An absolute XPath expression may be followed by one or more relative XPath expressions. In this case (here's the caveat alluded to previously), the absolute expression does not contribute a component to the output tuples, but only serves to provide a set of contextual nodes for the interpretation of the relative expressions. For each contextual node the relative expressions are evaluated; each relative expression must produce zero or one values per contextual node, else a fatal error results (unless the join function is used; see below). Analogous to the "outer join" in SQL, if a relative expression produces zero values, None is inserted in the tuple. Thus the cardinality of each relative expression is always equal to the number of contextual nodes. For example:

source metadata:
    <points>
      <point>
        <lat>51.5</lat>
        <lon>-0.1167</lon>
      </point>
      <point>
        <lat>48.8667</lat>
        <lon>2.3333</lon>
      </point>
      <point>
        <lat>90</lat>
      </point>
    </points>

query:
    ["/points/point", "lat", "lon"]

result:
    [("51.5", "-0.1667"),
     ("48.8667", "2.3333"),
     ("90", None)]

(The interested reader may like to try rewriting the example query above that resulted in an "incommensurable column lengths" error using relative XPath expressions. An answer can be found in Tips & tricks, below.)

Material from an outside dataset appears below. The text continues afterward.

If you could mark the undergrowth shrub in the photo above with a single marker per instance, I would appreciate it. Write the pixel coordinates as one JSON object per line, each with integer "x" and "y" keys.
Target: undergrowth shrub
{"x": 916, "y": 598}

As a slight extension to XPath, the join(expr,str) function can be used to concatenate multiple values produced by relative expression expr into a single value; the values are separated by string str. For example:

source metadata:
    <authors>
      <name>
        <first>Sherlock</first>
        <last>Holmes</last>
      </name>
      <name>
        <honorific>Dr.</honorific>
        <first>John</first>
        <middle>H.</middle>
        <last>Watson</last>
      </name>
    </authors>

query:
    ["/authors/name", "join(*, ' ')"]

result:
    [("Sherlock Holmes",),
     ("Dr. John H. Watson",)]

Constant terms, which are recognized by having an equals sign ("=") prefix, can be inserted anywhere in a query, and do not affect the processing of XPath expressions. Constants are replicated to match the expressions' cardinality; equivalently, a Cartesian product is performed between constants and components derived from XPath expressions. A query that consists entirely of constants produces a single tuple. For example, here's a revision of the previous latitude/longitude query that includes a constant:

query:
    ["/points/point", "lat", "=test", "lon"]

result:
    [("51.5", "test", "-0.1667"),
     ("48.8667", "test", "2.3333"),
     ("90", "test", None)]

Note that, as part of query processing, XML element and attribute values are canonized before being placed in tuples. Leading and trailing whitespace is removed, and empty and all-whitespace values are converted to None. Tuples consisting entirely of None values are discarded.

Other mapping features

Recall the map statement's syntax:

map(bucket, query [, field]
    [,
prefilters] [, converters] [, postfilters]
    [,
strict] [, id])

So far we have discussed the map statement's overall processing and the bucket, query, and field arguments.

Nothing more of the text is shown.